Si alguno guarda mi
palabra, jamás gustará la muerte. ¿Acaso eres tú mayor que nuestro padre
Abrahán, que murió? También los profetas murieron. ¿Por quién te tienes tú?
(Jn 8, 52-53).
Jesús, pero, ¡qué pesados esos fariseos! Cuántas veces se lo has
repetido, pero no se quieren enterar. En el fondo no buscan la Verdad sino
atraparte en alguna palabra para poder acusarte. Jesús, yo también, a veces,
encuentro personas así: no les gusta la Verdad, son alérgicos a la Verdad y
sólo les interesa la manera de retorcer mis palabras, dejarme en ridículo,
reírse de mí. Jesús, ayúdame a tener tu paciencia, esa mansedumbre que Tú has
tenido siempre con los que no te comprenden.
Como
en el chiste: Jesús, dame paciencia…, ¡pero dámela YA!
Si yo me glorifico a
mí mismo, mi gloria nada vale (Jn 8, 54).

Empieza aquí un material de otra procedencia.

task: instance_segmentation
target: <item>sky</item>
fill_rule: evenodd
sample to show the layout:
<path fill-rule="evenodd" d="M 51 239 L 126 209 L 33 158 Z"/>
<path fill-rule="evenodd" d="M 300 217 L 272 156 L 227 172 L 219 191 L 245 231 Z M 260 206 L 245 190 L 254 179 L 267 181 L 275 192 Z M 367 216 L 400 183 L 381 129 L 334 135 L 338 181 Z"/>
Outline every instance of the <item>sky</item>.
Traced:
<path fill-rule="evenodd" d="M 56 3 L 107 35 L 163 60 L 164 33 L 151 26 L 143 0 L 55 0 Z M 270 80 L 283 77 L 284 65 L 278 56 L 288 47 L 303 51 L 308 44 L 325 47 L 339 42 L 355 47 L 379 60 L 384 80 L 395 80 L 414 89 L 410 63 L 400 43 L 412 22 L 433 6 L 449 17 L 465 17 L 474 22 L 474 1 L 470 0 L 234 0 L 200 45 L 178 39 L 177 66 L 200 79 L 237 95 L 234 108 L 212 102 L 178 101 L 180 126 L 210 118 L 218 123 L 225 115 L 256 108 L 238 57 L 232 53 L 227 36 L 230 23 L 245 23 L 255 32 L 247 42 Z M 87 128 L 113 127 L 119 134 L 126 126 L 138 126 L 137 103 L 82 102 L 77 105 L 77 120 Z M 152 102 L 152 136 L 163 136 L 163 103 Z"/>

Cuántas veces, Jesús, estoy buscando el éxito personal, el
lucimiento propio: ser el más listo, el más guapo, el más inteligente, el más
alto, y, además, ¡que se note! ¡Que todo el mundo lo diga! Recuerdo lo que
contaban de un famoso Tenor Ruso que al final de las actuaciones se ponía en
bajito a ladrar mientras el público puesto en pie le aplaudía. La situación se
repetía una y otra vez. Pero los ladridos no pasaron inadvertidos. —¿Por qué
ladras? Le preguntó preocupado un amigo suyo. Un día te lo cuento. Por fin
tomando café llegó la respuesta en forma de pregunta: —Pero vamos a ver ¿Quién
ladra? —Los perros (en inglés DOG). Pues eso es lo que hago yo, le devuelvo a
Dios lo que es suyo: Deo Omnis Gloria, para Dios toda la gloria.
Regálale
a Jesús toda tu gloria humana, y terminas.